I partecipanti sono stati divisi in quattro gruppi, tutti sottoposti al trattamento standard di detartrasi (strumentazione sottogengivale). Il gruppo di controllo ha ricevuto capsule placebo che sembravano vere - perché nulla dice scienza come convincere le persone che le loro pillole di zucchero sono antibiotici. Un secondo gruppo ha preso la combinazione di antibiotici metronidazolo e amoxicillina tre volte al giorno per 14 giorni. Un terzo gruppo ha assunto 3 grammi di omega-3 al giorno più una bassa dose di aspirina al giorno per sei mesi. E il quarto gruppo ha fatto entrambe le cose: antibiotici per due settimane più il regime omega-3/ASA per sei mesi.

Dopo un anno, i risultati erano sorprendentemente simili per i gruppi con antibiotici e integratori. Circa il 58% dei pazienti con antibiotici ha raggiunto l'obiettivo clinico - non più di quattro tasche parodontali profonde rimanenti - mentre il 57,7% del gruppo omega-3/ASA ha ottenuto lo stesso. Nel frattempo, solo il 23,1% di quelli con detartrasi più placebo ha raggiunto l'obiettivo, dimostrando che fare qualcosa è meglio che non fare nulla, anche se quel qualcosa è solo olio di pesce e aspirina per bambini.

Sorprendentemente, combinare antibiotici con omega-3 e ASA non ha aggiunto alcun beneficio extra. "L'uso di antibiotici non è considerato il gold standard del trattamento. Sebbene metronidazolo e amoxicillina diano buoni risultati nei casi più gravi, il loro uso dovrebbe essere valutato caso per caso a causa dei rischi legati alla resistenza batterica e ai possibili effetti avversi", afferma Castro dos Santos.

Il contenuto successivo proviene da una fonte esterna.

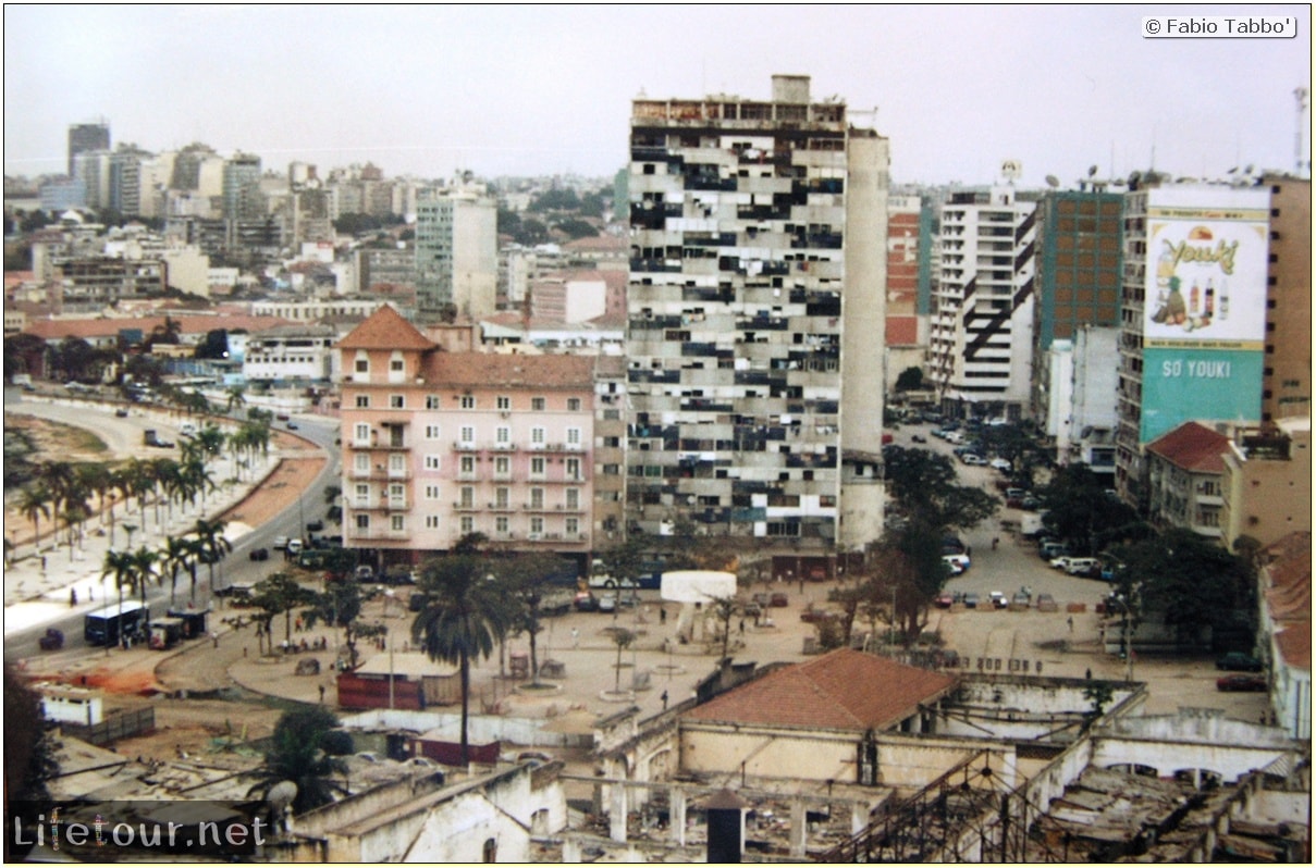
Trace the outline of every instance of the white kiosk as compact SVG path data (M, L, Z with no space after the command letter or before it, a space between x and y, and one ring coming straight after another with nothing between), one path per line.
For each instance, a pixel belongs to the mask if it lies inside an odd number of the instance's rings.
M694 642L695 627L704 638L708 604L736 596L736 573L717 569L674 569L662 575L663 602L679 602L676 617L678 640Z

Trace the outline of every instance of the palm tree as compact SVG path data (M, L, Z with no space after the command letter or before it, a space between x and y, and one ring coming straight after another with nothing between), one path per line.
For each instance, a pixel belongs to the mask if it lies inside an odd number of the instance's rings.
M136 568L137 568L137 564L133 562L133 552L130 552L130 551L114 551L113 548L111 548L109 551L105 552L105 563L104 563L104 566L100 569L100 577L101 579L111 579L111 577L113 577L114 587L118 588L118 608L120 608L120 610L122 610L122 608L124 608L124 585L126 585L126 584L129 584L132 581L130 576L133 575L133 571ZM122 642L124 637L120 635L118 638L120 638L120 642ZM109 651L109 646L108 644L105 646L105 650L107 650L107 652Z
M215 564L224 559L224 555L233 551L233 543L224 535L224 526L228 522L197 518L192 533L201 543L201 559L211 569L211 593L215 593Z
M625 627L612 627L612 643L617 646L617 664L613 667L617 671L616 683L612 687L613 693L621 693L621 652L629 648L636 640L636 634Z
M45 516L46 518L50 518L51 500L53 497L50 494L50 489L42 483L24 485L18 492L18 512L24 518L32 522L32 527L37 534L38 552L41 551L41 517Z
M164 539L162 554L162 566L168 572L168 605L172 609L175 591L178 591L178 571L188 568L188 564L196 558L196 551L186 537L168 537Z
M151 627L150 623L151 614L150 610L146 609L146 583L149 583L151 579L154 579L157 583L159 581L161 575L155 571L155 564L159 562L159 559L161 554L158 551L147 548L146 546L141 546L137 551L132 554L130 558L130 562L133 564L133 572L132 576L129 577L129 585L137 587L137 592L139 594L138 598L142 601L142 609L146 612L145 615L146 619L143 621L143 626L147 633L150 631Z
M105 525L105 496L113 485L109 481L109 468L100 462L84 462L74 467L78 483L87 492L96 494L96 502L101 516L101 526Z
M183 544L187 546L187 560L183 563L187 567L187 575L192 579L192 589L188 594L188 600L193 604L196 602L196 568L205 560L205 543L196 537L183 537Z
M246 392L245 385L234 385L226 392L226 395L229 396L229 402L225 406L226 413L232 413L234 408L246 406L245 392Z
M68 462L43 462L37 466L37 479L50 492L50 505L54 508L55 530L58 531L58 519L63 518L64 512L68 510L68 494L76 480L74 466Z
M332 780L333 775L347 773L346 763L324 750L325 735L336 726L338 718L320 706L284 711L274 726L265 764L257 771L261 780L247 794L263 793L268 798L272 788L292 781L297 788L292 809L300 814L328 805L334 792L346 793L345 785Z
M412 640L430 660L455 663L462 680L462 763L470 761L467 718L471 658L488 658L508 629L499 583L487 579L484 558L451 555L428 564L421 587L429 605L412 622Z

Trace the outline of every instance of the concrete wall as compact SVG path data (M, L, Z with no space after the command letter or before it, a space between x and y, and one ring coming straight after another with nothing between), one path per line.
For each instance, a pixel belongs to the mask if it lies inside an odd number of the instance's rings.
M379 709L343 718L343 727L354 730L409 730L429 733L443 729L457 740L461 714ZM471 715L467 727L472 743L508 742L528 747L594 747L594 736L579 733L553 733L544 729L547 718Z
M862 734L844 730L787 730L683 721L680 771L744 773L759 779L858 783ZM982 750L1000 755L995 771L1013 781L1013 748L1007 744L929 735L878 735L878 784L921 788L945 769Z

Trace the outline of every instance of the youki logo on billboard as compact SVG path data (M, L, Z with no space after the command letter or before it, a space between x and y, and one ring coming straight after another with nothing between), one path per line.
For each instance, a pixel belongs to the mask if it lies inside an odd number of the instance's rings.
M1198 226L1188 235L1188 241L1209 241L1211 230L1205 226ZM1180 241L1179 243L1165 242L1166 253L1170 255L1170 260L1174 267L1178 268L1182 262L1202 262L1202 263L1220 263L1220 271L1227 275L1233 274L1233 260L1234 254L1238 253L1238 242L1227 242L1223 238L1215 243L1215 246L1194 246L1188 241Z
M1215 245L1192 243L1203 241L1213 241L1207 226L1194 226L1187 239L1178 243L1165 239L1165 251L1157 262L1157 308L1152 322L1182 325L1184 331L1195 331L1209 326L1217 317L1229 317L1229 284L1221 279L1217 299L1215 277L1207 276L1205 285L1202 285L1202 266L1217 264L1224 275L1232 275L1238 242L1221 238ZM1186 263L1196 266L1188 268L1188 275L1192 275L1188 285L1184 285L1187 275L1180 277L1177 274L1179 266Z

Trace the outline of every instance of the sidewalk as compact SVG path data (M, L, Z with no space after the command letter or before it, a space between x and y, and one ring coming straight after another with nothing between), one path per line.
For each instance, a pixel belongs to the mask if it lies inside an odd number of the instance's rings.
M149 410L145 413L151 417L153 423L161 427L176 423L176 420L167 420L164 412ZM114 547L118 550L129 547L136 550L141 546L161 548L168 537L186 534L195 526L197 518L213 519L222 516L259 488L261 483L278 470L283 456L283 452L271 450L267 456L258 458L254 467L238 468L230 454L220 455L209 464L213 477L220 481L218 489L207 494L204 505L200 501L195 508L175 505L172 518L170 518L170 509L163 504L147 502L145 516L137 510L136 498L116 504ZM111 460L118 460L118 456ZM240 470L245 480L226 484L226 480L234 479ZM95 498L92 502L96 502ZM126 531L129 525L134 526L132 534ZM225 537L233 542L250 530L246 525L230 523L225 529ZM59 535L63 537L64 533L61 530ZM14 558L4 573L5 631L13 633L39 626L57 614L67 614L70 608L76 612L95 610L107 605L107 593L112 600L117 600L117 592L109 587L108 580L101 577L105 552L111 550L109 533L109 523L105 514L101 513L89 518L84 525L80 546L72 548L67 543L57 546L55 535L47 530L42 534L39 554L30 551L26 556ZM20 551L22 548L29 547L21 546ZM207 571L203 569L199 579L205 575ZM71 592L76 592L78 600L76 605L72 606L70 605Z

Non è la prima volta che l'omega-3 mostra risultati promettenti. Uno studio precedente sostenuto dalla FAPESP su Scientific Reports ha scoperto che l'omega-3 riduceva l'infiammazione e la perdita ossea nei ratti con malattia parodontale, soprattutto se combinato con l'esercizio fisico. Poiché i ratti non sono persone, quello studio non ha potuto confermare l'effetto negli esseri umani, ma ha suggerito che l'omega-3 potrebbe influenzare i processi infiammatori coinvolti.

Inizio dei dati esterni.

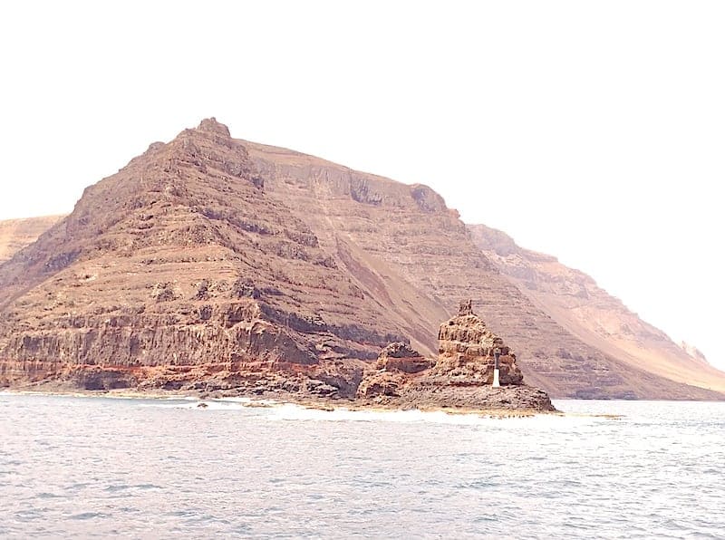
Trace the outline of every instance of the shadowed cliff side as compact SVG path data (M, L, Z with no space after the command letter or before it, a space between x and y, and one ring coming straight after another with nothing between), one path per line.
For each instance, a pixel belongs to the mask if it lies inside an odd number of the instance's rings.
M294 150L243 142L272 197L287 201L320 238L343 241L382 279L391 303L422 315L431 343L445 306L472 298L519 352L527 379L556 397L722 399L633 366L575 335L501 275L465 224L426 186L408 186ZM379 294L376 298L380 300ZM431 303L432 301L432 303ZM388 307L389 304L386 304ZM448 313L450 314L450 313ZM430 345L429 345L430 346Z
M150 145L0 265L0 383L295 381L352 397L386 343L430 357L460 298L556 397L722 398L580 335L426 186L236 140L213 119Z
M627 364L703 388L725 391L725 373L692 348L640 319L589 275L555 257L519 247L505 233L469 225L476 245L532 303L583 342Z

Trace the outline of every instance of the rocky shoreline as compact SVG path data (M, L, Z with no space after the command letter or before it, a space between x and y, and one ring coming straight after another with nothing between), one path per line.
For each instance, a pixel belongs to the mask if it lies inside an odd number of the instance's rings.
M0 388L0 394L16 395L42 395L42 396L66 396L78 398L108 398L119 400L191 400L197 403L198 409L207 409L208 402L227 400L246 400L240 402L240 407L266 408L282 405L296 405L304 409L332 412L334 410L352 411L374 411L374 412L404 412L418 410L420 412L443 412L450 415L475 415L481 418L531 418L537 415L563 415L564 412L554 407L550 410L536 407L510 408L508 403L491 401L487 406L475 407L470 405L450 404L440 405L425 400L388 400L388 401L365 401L359 400L325 399L315 396L304 396L285 392L267 392L264 394L245 393L228 391L143 391L136 389L88 391L73 388L72 386L58 384L53 381L36 383L23 387ZM508 392L504 391L501 398L507 400Z
M498 387L493 384L496 365ZM516 354L473 313L470 302L461 304L458 315L440 325L437 359L423 357L405 342L394 342L383 348L374 362L132 368L75 364L65 365L49 378L19 381L12 389L147 398L250 398L318 409L465 410L506 416L556 411L545 391L524 384Z

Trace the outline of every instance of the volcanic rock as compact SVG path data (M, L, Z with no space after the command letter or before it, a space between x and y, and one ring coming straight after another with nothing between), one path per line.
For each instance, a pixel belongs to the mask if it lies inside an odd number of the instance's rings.
M450 384L491 384L497 349L500 352L499 382L523 383L516 354L473 313L470 302L461 304L459 314L440 325L438 340L440 356L435 372L450 378Z
M417 373L435 365L435 362L423 358L408 343L391 343L378 356L375 367L389 371Z
M426 186L234 140L203 121L88 188L0 265L0 384L329 391L310 380L349 399L378 362L388 379L430 378L438 323L464 297L552 395L721 398L594 342L475 239ZM392 342L425 362L378 360ZM472 358L449 355L439 371L487 381L489 357ZM449 398L468 399L451 388Z

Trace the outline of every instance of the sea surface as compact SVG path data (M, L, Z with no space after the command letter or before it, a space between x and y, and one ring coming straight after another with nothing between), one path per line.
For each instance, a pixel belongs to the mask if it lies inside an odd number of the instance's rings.
M725 403L207 403L0 393L0 537L725 538Z

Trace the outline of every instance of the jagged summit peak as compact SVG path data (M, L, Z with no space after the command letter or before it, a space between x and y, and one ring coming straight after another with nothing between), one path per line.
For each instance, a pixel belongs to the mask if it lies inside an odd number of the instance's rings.
M224 135L225 137L231 137L231 134L229 133L229 128L227 128L225 124L217 121L217 119L213 116L211 118L205 118L202 120L197 130L199 131L218 133L219 135Z

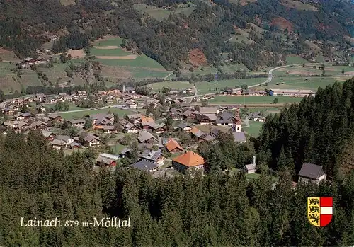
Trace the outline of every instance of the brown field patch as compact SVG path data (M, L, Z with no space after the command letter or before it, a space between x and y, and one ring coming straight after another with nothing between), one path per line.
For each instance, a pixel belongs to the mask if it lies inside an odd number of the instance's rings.
M70 54L73 58L83 58L86 56L86 53L83 49L70 50L67 52L67 54Z
M189 51L189 62L195 67L198 67L202 65L207 65L207 58L202 50L198 48Z
M19 58L15 54L13 51L6 50L0 47L0 57L3 61L16 61Z
M276 26L281 30L285 30L287 28L289 32L292 32L294 30L294 25L282 17L273 18L270 25Z
M119 47L118 47L117 45L94 46L93 48L102 49L102 50L114 50L114 49L118 49Z
M127 56L96 56L99 59L122 59L122 60L134 60L137 57L137 55Z

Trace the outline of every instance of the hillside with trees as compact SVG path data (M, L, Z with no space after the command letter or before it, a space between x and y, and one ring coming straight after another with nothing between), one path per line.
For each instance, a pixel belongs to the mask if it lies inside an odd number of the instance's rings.
M343 35L350 35L348 29L353 25L352 5L334 0L317 4L319 11L300 11L273 0L245 6L227 0L215 0L212 5L198 0L191 2L195 8L188 16L171 13L159 21L137 12L133 5L173 6L187 1L129 0L112 4L108 0L78 0L75 5L64 6L59 0L3 0L0 27L6 35L0 37L0 46L24 57L50 40L49 33L60 33L53 47L57 52L86 47L89 40L113 34L132 41L167 69L180 69L182 62L188 61L189 51L195 48L202 51L209 64L219 64L224 53L234 62L254 69L275 65L287 54L304 53L308 49L306 39L336 41L345 47L348 45ZM293 30L273 25L278 18L287 19ZM263 33L257 34L251 25L264 29ZM236 35L235 27L247 30L254 42L225 42Z

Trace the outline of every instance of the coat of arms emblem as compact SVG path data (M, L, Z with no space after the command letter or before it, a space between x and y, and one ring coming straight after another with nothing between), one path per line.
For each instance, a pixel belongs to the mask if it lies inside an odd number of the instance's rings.
M307 219L315 226L325 226L332 220L333 197L307 197Z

L'omega-3 funziona in modo diverso dai tipici antinfiammatori. Invece di bloccare semplicemente le vie infiammatorie, aiuta a produrre molecole che risolvono naturalmente l'infiammazione e promuovono la riparazione dei tessuti. L'ASA a basso dosaggio è stato aggiunto perché può potenziare quelle molecole risolutive. I ricercatori sospettavano che la combinazione potesse aiutare il corpo a controllare l'infiammazione persistente della parodontite.

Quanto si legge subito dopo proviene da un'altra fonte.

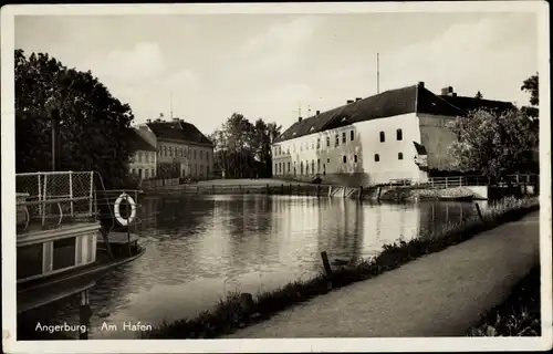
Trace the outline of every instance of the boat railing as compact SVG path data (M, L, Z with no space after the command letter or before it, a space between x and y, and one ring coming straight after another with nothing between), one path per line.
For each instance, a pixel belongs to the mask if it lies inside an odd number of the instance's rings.
M95 209L100 220L107 221L111 232L133 232L140 223L138 189L96 189L94 191ZM126 220L122 225L115 215L115 206L119 206L119 217ZM135 210L133 216L133 209Z

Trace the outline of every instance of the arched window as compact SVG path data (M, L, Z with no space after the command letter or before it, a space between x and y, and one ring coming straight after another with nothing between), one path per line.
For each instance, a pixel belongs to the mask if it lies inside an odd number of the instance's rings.
M396 138L398 140L403 140L404 139L404 132L401 129L396 129Z

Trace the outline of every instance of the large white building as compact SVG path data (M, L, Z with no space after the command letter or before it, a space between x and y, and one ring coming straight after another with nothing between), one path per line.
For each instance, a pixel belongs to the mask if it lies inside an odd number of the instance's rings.
M448 170L455 136L448 121L481 106L512 104L461 97L452 87L436 95L417 85L390 90L302 119L272 146L273 176L348 186L390 179L425 180L429 171Z

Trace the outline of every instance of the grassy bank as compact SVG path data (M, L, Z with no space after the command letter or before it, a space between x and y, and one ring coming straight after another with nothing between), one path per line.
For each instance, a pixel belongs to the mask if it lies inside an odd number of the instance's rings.
M211 311L202 312L190 320L184 319L173 323L164 321L154 331L143 333L142 336L144 339L212 339L230 334L237 329L268 319L271 314L296 303L327 293L332 289L377 277L422 256L463 242L479 232L520 219L538 209L538 198L507 198L482 210L483 220L477 216L462 223L447 225L438 232L420 235L420 238L408 242L386 244L377 257L336 268L332 277L321 272L310 280L295 281L250 300L248 294L229 294Z
M468 336L541 336L540 266L500 305L482 315Z

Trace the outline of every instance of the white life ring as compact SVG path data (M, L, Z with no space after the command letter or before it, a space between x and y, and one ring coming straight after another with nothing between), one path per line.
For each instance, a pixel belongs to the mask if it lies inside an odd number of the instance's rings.
M128 219L123 219L121 217L121 212L119 212L119 205L121 202L123 201L123 199L125 199L129 205L131 205L131 216L128 217ZM114 205L114 214L115 214L115 218L117 219L117 221L122 225L122 226L127 226L129 225L131 222L133 222L133 220L135 219L136 217L136 204L134 201L133 198L131 198L129 195L127 195L126 192L122 194L117 200L115 200L115 205Z

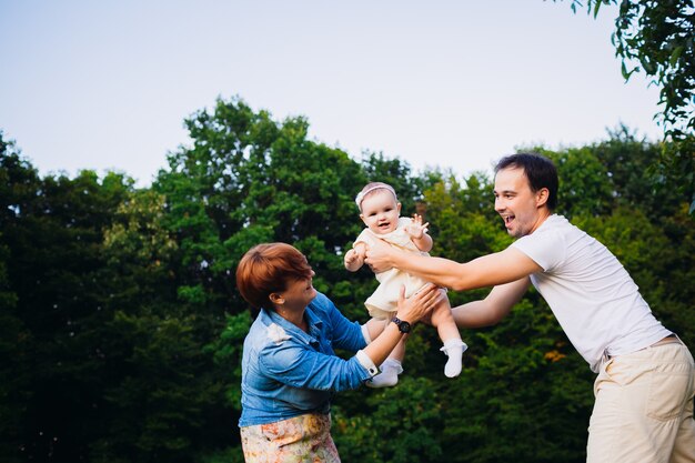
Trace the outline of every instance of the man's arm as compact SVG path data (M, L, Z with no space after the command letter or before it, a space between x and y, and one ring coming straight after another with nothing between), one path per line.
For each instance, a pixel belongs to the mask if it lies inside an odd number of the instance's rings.
M483 255L466 263L457 263L442 258L413 255L377 242L369 246L364 262L374 272L383 272L395 266L455 291L511 283L543 270L531 258L514 248Z
M526 276L501 284L493 288L490 294L481 301L453 308L451 313L454 315L456 325L459 328L482 328L498 323L522 299L531 281Z

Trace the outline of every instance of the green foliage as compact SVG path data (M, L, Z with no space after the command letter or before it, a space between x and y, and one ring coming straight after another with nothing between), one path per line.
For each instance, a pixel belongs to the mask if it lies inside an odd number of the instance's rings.
M693 0L585 0L596 17L602 4L620 4L612 41L627 81L644 73L661 89L655 115L664 127L661 155L651 165L655 188L668 192L674 183L695 211L695 4ZM572 0L576 12L583 0Z

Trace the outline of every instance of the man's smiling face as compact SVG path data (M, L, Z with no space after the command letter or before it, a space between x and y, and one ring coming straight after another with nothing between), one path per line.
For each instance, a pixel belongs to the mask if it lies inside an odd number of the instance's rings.
M504 220L507 233L514 238L533 233L550 215L545 208L547 189L531 191L521 168L503 169L495 175L495 211Z

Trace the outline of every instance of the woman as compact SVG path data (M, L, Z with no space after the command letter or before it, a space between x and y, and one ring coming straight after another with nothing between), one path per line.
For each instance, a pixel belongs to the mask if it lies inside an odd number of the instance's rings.
M244 340L242 412L244 459L251 462L340 462L331 437L330 399L379 373L389 353L440 300L435 285L411 299L376 336L374 326L345 319L312 286L306 258L284 243L259 244L236 269L241 295L259 311ZM343 360L333 349L356 354Z

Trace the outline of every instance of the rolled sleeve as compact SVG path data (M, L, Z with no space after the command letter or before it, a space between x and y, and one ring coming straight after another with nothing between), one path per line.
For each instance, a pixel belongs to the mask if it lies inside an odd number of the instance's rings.
M364 353L363 350L359 350L355 354L357 362L367 371L370 378L374 378L379 374L379 368L372 362L372 359L367 354Z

"Immaginavamo che la combinazione di antibiotici e omega-3 sarebbe stata la più efficace nel controllare la parodontite in questi pazienti. Credevamo anche che i risultati per il gruppo che usava omega-3 con ASA sarebbero stati leggermente inferiori a quelli del gruppo con antibiotici. Il risultato è stato sorprendente perché le due terapie hanno funzionato in modo molto simile, aprendo la strada a diventare un'opzione di trattamento per questi pazienti", afferma Castro dos Santos.